Scriabin’s wife Tatiana wrote in a 1907 letter that his Piano Sonata No 5 was “extraordinary”. The same can be said of Stephen Hough’s rendition in new release Scriabin & Janácˇek: Sonatas & Poems. Hough opens the album with this musical concoction of chaos and bliss, exhibiting power through his overtly expressive and dynamic performance, before progressing to Janácˇek’s cycle On the Overgrown Path. Though a comparatively delicate work, Hough’s presence isn’t diminished. His performance of A Blown-away Leaf (Book 1, No 2) is a sentimental caress, later offset by a startlingly intense The Frydek Madonna (Book 1, No 4).

Scriabin soon returns with a jolt in his Deux Poèmes, Op. 32 – a musical contrast in fine taste which is felt throughout the release as the two composers’ works are interwoven. In fact the differences between Scriabin and Janácˇek grow fainter as the album progresses, with Hough’s musical approach and impeccable performance creating a sense of unity between them.

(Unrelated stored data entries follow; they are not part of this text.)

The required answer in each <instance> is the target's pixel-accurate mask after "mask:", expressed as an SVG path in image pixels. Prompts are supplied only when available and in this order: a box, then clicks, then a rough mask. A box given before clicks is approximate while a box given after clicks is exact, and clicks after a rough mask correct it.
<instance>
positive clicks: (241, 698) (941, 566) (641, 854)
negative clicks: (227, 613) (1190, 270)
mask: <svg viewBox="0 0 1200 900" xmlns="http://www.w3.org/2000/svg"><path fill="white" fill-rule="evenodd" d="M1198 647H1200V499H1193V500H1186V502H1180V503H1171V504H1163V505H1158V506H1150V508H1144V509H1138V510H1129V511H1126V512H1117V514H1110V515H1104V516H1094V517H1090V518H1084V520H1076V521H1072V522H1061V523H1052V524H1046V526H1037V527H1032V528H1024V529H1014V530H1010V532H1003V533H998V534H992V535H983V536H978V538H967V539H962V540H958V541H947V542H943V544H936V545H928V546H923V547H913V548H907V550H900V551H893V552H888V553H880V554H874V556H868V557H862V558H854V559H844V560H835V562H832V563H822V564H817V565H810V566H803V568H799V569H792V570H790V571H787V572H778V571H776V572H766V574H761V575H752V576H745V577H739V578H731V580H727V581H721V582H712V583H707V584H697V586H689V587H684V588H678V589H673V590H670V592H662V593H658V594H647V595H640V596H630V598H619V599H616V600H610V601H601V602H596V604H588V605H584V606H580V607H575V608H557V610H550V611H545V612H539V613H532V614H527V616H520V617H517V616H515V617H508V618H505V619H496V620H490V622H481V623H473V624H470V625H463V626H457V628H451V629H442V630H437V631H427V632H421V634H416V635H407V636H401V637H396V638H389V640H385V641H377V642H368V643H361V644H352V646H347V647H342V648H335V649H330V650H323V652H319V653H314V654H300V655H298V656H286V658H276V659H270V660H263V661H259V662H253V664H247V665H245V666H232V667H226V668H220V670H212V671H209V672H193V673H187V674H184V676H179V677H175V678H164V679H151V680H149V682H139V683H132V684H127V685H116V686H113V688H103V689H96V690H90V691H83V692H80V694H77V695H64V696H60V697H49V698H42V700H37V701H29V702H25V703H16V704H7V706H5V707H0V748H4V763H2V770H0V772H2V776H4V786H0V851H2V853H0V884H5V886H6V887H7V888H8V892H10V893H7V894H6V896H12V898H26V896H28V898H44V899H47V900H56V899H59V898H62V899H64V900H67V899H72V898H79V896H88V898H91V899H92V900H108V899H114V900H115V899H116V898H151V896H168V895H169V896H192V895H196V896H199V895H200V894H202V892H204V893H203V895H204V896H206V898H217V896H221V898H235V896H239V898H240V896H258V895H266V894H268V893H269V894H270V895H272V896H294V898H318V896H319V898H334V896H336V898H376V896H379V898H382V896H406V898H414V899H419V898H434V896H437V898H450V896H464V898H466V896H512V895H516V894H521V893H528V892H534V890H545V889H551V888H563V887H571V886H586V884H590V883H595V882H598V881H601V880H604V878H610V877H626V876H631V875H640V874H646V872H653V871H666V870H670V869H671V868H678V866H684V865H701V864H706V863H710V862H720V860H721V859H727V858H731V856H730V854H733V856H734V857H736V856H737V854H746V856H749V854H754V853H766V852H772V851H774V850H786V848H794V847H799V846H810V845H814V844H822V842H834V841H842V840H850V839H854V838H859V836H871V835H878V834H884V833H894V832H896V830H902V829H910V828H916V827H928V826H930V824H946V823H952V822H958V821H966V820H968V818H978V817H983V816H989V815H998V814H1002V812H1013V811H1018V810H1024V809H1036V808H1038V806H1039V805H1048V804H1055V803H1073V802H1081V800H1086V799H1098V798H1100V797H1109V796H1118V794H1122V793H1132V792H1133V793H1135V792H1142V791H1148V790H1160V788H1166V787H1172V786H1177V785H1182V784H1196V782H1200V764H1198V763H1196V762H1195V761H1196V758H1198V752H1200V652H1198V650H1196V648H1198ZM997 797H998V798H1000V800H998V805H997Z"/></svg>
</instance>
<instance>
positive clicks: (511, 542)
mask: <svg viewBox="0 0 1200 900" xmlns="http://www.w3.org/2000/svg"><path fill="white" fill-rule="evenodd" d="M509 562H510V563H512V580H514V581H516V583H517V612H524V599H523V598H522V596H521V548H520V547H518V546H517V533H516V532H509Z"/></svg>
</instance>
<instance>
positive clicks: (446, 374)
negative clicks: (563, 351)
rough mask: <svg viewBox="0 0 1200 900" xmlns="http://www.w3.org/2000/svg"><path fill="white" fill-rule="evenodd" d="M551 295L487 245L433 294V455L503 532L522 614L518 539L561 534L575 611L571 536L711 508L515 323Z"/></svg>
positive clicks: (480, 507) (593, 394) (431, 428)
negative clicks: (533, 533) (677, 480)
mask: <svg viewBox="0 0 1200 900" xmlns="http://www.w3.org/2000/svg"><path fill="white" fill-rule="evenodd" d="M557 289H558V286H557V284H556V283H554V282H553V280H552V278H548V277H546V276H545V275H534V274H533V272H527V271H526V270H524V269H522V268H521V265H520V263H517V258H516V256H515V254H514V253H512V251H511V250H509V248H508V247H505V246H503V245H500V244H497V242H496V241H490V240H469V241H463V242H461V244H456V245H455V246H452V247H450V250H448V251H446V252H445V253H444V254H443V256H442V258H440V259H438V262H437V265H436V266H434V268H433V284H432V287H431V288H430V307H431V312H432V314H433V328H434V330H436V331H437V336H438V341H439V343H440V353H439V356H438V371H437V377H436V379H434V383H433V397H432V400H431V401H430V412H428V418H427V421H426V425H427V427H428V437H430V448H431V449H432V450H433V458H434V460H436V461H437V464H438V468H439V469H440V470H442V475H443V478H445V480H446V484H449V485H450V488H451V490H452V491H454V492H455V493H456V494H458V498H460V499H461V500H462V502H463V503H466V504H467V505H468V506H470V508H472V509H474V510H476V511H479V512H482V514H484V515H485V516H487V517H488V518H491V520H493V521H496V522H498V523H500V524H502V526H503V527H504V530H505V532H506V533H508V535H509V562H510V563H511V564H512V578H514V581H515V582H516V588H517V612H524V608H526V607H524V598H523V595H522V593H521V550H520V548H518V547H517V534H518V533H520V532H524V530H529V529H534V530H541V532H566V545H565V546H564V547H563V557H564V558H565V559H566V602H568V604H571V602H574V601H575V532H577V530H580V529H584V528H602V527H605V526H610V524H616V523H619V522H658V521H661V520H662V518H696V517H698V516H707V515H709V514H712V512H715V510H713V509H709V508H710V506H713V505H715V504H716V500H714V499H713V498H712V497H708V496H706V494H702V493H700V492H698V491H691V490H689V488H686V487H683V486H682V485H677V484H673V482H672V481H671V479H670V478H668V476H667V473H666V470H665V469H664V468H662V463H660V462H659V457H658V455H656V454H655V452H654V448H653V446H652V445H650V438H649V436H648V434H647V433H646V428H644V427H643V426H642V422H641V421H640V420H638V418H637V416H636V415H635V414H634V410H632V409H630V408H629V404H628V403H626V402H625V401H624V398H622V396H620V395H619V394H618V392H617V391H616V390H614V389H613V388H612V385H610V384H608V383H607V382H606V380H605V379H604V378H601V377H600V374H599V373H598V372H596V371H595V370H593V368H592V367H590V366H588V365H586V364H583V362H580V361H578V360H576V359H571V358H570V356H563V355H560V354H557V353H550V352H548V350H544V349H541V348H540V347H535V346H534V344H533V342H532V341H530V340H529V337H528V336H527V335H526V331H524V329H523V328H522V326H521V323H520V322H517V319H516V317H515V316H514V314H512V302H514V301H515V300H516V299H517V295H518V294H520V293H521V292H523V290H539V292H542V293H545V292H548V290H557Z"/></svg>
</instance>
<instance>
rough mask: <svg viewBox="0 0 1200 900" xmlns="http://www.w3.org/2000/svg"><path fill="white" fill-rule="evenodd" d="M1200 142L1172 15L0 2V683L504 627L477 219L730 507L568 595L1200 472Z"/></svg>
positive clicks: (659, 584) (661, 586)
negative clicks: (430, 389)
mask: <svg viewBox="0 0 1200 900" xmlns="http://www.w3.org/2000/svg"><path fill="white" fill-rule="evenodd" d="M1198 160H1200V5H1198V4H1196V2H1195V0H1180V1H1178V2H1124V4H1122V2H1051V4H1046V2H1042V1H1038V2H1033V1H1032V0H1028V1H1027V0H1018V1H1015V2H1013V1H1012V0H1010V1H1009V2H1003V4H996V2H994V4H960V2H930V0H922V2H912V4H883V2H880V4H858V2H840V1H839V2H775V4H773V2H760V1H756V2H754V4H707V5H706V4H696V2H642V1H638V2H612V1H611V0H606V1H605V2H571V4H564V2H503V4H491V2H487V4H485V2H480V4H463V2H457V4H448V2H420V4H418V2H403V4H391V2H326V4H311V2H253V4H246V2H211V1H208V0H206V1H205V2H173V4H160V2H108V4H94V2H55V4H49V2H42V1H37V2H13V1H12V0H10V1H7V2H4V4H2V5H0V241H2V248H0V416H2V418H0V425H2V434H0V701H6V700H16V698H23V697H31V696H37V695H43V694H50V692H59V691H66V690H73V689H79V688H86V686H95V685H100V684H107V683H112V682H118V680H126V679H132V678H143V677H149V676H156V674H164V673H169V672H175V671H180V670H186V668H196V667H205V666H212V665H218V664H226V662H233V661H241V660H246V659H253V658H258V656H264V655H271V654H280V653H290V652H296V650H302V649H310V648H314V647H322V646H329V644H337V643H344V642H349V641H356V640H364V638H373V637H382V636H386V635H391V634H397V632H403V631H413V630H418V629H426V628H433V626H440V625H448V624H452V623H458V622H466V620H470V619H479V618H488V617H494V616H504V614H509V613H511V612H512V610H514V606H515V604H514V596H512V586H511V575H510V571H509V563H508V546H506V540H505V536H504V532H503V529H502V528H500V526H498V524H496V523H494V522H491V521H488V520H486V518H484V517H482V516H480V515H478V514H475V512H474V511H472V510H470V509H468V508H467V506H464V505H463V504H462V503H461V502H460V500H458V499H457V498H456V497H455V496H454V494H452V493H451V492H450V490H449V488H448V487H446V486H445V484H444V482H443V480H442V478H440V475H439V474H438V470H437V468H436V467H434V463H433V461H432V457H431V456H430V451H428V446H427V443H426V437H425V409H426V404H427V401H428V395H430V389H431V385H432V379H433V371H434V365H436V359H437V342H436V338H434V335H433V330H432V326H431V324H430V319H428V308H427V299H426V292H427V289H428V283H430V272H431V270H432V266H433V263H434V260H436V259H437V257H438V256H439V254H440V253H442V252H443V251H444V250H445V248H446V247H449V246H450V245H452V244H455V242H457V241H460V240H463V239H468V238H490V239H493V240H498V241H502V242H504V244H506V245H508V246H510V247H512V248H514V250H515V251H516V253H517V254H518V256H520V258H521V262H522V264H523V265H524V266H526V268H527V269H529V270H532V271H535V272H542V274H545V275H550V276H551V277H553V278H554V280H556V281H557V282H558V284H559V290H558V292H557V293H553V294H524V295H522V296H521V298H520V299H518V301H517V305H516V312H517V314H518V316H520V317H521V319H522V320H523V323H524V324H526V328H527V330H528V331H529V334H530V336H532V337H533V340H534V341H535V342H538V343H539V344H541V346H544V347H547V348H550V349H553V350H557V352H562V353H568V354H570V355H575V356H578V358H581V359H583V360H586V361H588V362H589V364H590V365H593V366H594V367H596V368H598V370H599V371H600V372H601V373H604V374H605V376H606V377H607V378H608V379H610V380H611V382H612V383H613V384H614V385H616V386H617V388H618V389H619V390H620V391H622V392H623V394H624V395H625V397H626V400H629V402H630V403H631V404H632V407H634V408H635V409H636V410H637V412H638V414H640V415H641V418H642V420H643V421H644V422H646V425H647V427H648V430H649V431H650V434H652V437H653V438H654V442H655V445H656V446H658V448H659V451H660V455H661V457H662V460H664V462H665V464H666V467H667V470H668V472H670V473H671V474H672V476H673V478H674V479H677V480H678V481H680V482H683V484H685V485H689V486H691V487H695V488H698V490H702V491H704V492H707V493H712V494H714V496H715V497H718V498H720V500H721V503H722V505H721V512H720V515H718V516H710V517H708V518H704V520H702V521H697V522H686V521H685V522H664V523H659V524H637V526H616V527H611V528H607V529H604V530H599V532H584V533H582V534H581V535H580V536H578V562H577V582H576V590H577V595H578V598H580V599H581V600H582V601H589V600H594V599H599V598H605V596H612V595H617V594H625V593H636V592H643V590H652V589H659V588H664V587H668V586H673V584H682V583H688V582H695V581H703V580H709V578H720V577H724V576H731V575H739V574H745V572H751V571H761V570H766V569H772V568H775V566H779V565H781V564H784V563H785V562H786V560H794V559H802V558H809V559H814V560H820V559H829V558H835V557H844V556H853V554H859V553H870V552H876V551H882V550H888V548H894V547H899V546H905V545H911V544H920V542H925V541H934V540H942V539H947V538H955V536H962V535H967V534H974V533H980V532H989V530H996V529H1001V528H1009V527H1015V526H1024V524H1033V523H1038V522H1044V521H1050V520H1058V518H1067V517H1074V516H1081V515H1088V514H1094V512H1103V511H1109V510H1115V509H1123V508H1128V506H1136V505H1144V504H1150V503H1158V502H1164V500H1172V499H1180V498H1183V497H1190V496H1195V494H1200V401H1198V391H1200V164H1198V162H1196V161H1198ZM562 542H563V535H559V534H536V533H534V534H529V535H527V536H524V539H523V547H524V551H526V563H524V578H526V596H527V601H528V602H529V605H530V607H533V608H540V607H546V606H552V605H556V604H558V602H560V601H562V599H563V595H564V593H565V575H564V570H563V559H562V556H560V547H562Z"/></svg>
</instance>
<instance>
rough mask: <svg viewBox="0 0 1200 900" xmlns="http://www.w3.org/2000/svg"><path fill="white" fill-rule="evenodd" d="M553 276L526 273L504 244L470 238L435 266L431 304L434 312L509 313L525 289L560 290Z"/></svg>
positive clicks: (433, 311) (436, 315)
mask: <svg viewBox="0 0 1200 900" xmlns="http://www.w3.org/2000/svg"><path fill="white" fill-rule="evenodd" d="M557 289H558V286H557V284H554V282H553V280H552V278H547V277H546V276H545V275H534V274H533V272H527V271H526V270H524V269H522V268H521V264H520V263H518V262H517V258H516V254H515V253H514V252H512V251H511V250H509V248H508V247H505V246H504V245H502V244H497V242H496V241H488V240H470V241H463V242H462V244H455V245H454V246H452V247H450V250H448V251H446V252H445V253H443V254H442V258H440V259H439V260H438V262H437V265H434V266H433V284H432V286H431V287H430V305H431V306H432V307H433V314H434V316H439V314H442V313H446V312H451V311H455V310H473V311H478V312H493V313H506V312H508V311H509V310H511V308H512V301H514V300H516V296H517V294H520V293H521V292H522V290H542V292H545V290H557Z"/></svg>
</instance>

Janácˇek’s Piano Sonata 1.X.1905 is a highlight and, well placed in the latter part of the album, it reveals Hough’s brooding dramaticism, preparing him for a final joyous release in the concluding Piano Sonata No 4 in F Sharp by Scriabin.

Stephen Hough in all his brilliance is certainly a pianist to be heard unaccompanied. With about 50 albums under his belt, this latest is a must-have for piano lovers.